I have recently seen your “Making The Bus Monitor Cry” video and we would be very interested in representing you, as we feel your Channel has real commercial potential.
This weird proposition might seem like a scam at first glance, but Viral Spiral is legit. Started by a Brit named Damian Collier last year, Viral Spiral represents a portfolio of viral video clients, from the father and son who shot “Jesus Christ In Richmond Park”—Fenton! Fenton!—to the people behind the sneezing baby panda video. Viral Spiral attempts to monetize their clients’ videos like a traditional agent might try to sell a screenwriter’s Hollywood film project. The company employs a full-time researcher to scour the internet for the next lucrative viral hit, and they thought the bus monitor video might be it.
The commercial potential of CapitalTrigga’s harrowing video, the email explained, was in licensing fees, which Viral Spiral could help negotiate.

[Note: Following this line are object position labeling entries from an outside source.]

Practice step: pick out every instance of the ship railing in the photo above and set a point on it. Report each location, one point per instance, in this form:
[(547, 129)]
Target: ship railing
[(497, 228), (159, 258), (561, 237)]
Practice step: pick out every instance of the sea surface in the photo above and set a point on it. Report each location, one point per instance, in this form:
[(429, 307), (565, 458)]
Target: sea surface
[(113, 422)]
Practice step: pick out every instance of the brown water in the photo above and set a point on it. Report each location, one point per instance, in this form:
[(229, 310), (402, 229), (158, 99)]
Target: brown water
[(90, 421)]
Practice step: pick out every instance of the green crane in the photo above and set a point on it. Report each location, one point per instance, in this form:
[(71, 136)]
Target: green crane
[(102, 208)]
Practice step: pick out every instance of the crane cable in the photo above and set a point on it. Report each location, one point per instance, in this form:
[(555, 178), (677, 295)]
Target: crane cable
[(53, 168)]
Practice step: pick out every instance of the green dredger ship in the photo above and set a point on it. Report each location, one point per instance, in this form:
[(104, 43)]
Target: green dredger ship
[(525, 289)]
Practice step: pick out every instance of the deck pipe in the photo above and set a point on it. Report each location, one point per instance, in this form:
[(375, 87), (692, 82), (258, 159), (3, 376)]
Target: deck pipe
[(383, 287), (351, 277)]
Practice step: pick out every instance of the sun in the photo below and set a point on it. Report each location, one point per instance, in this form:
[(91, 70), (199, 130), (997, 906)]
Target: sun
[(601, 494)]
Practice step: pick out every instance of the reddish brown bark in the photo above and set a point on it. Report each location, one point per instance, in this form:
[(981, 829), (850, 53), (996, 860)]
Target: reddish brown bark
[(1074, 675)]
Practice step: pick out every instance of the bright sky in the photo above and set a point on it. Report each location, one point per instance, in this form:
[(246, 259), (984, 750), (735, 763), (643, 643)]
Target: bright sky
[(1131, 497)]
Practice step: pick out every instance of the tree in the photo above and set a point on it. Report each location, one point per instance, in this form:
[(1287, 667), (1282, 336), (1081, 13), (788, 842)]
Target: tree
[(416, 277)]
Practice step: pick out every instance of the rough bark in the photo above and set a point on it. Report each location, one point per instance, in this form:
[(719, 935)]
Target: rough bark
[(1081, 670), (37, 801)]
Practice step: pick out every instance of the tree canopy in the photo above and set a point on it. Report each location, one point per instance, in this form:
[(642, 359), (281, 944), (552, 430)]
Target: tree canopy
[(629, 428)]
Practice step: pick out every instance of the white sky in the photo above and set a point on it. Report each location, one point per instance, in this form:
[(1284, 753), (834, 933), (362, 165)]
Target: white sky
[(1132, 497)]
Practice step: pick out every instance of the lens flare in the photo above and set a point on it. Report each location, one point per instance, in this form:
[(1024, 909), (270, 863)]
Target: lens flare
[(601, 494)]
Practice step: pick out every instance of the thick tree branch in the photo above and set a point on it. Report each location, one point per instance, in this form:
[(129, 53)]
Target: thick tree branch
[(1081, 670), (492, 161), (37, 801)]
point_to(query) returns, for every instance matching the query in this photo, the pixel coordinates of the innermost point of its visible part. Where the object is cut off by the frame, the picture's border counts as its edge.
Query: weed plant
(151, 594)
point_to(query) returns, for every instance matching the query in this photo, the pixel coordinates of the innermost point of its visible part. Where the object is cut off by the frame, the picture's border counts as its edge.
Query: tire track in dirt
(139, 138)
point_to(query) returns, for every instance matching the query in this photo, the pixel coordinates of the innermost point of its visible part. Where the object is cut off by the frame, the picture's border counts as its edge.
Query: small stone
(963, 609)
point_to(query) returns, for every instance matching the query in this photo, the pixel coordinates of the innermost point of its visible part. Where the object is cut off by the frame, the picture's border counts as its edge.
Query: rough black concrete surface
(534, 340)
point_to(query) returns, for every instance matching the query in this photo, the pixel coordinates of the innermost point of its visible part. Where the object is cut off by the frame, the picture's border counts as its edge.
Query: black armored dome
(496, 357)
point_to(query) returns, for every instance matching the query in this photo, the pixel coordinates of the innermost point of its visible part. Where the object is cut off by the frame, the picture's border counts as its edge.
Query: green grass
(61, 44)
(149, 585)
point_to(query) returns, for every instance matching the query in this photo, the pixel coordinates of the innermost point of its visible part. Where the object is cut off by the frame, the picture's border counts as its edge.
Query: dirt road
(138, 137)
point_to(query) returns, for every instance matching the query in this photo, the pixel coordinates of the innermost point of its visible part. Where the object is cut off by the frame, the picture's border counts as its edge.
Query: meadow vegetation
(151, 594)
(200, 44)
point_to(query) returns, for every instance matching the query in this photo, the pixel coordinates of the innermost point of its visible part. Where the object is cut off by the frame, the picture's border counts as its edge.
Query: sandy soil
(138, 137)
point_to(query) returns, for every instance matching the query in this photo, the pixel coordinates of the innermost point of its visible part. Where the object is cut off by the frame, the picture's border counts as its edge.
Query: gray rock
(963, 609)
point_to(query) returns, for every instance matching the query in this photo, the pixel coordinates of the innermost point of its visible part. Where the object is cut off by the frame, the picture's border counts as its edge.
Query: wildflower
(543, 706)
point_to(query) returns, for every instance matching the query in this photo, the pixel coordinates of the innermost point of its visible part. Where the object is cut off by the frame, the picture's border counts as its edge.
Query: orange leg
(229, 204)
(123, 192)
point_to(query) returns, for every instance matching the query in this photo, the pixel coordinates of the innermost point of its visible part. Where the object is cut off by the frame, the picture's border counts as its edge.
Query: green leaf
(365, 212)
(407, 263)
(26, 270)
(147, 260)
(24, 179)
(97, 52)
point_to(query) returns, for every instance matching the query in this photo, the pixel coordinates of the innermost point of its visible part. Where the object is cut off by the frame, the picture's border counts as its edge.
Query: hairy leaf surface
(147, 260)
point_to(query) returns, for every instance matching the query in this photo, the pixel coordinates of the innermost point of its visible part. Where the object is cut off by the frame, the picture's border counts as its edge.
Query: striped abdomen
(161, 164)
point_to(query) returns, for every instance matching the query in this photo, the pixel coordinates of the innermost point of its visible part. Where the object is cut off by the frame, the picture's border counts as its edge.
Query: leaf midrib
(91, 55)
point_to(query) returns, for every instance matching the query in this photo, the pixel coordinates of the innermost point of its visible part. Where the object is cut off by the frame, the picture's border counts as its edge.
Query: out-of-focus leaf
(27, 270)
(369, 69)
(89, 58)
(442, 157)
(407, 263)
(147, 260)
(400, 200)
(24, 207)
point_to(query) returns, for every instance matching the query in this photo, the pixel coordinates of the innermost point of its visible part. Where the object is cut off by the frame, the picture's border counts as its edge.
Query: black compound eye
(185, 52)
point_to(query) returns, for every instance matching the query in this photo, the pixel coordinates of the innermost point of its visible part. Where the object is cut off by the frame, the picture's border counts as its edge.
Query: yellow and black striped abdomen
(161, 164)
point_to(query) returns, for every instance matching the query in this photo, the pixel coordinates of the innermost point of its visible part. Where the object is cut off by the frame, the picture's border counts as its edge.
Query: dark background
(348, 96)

“Given the popularity of your content, you have probably been getting (or very likely soon will be) messages from many different people and organizations, all wanting to use or license it,” read the email. “In general, they should be paying you License fees and signing proper agreements.”
These fees, the e-mail said, could range “from US $1,000 to US $150,000.” Viral Spiral has helped the British family that made the “Charlie Bit My Finger” video earn more than $150,000 in licensing deals, including an iPhone app, according to the New York Times. Maybe an Angry Schoolchildren app could be next?
There was a problem, though: Viral Spiral apparently thought that CapitalTrigga had shot the bus monitor video—a mistake repeated by so many people that CapitalTrigga would eventually add a disclaimer in the caption to explain he had nothing to do with the video.
“At first they said everything was good and I just needed to sign the contract,” CapitalTrigga said. Then they found out he didn’t shoot the video, and so didn’t own the copyright. “Now they’re telling me that I need to get the recorder’s permission.”
It’s a bit shady that ViralSpiral seemed so eager to help make money for someone they thought had filmed his buddies brutally harassing an old lady, then uploaded the video to YouTube. Last week we emailed Damian Collier, founder of Viral Spiral, to check on the status of the representation offer. “Because of concerns which have arisen over the copyright ownership of the video,” he replied, “we have decided not to represent this one.”
No ethical concerns? We asked if it really was only copyright keeping them from representing the video. Collier wrote back:
All of our videos go through a due diligence process, and we hadn’t reached that stage with this one. It was still at the copyright verification stage, but has not proceeded, as I mentioned.
If you look through our catalogue, you’ll see that we represent nothing which could be deemed exploitative or unethical, and we have regularly had to turn down videos, for that reason.
Maybe CapitalTrigga never had a shot at representation, but as of last week, he still had hope that Viral Spiral might help him make some money. He was planning on contacting the kid who recorded the video to get him to renounce his copyright.
“I just need him to say that he will never put the video on the internet again and he wants nothing to do with it, which I think he will say,” CapitalTrigga wrote in an email. “He probably wants all the attention away from him.” (Luis Recio Jr., who’s already apologized, might agree.)
The mainstream obsession with viral videos has created a micro-celebrity-industrial-complex that’s increasingly coming to represent the regular celebrity-industrial-complex. Karen Klein’s windfall from being bullied is just the latest example of the money to be made in viral fame. I suspect that someday soon the bully who records the video will be able to cash in, too.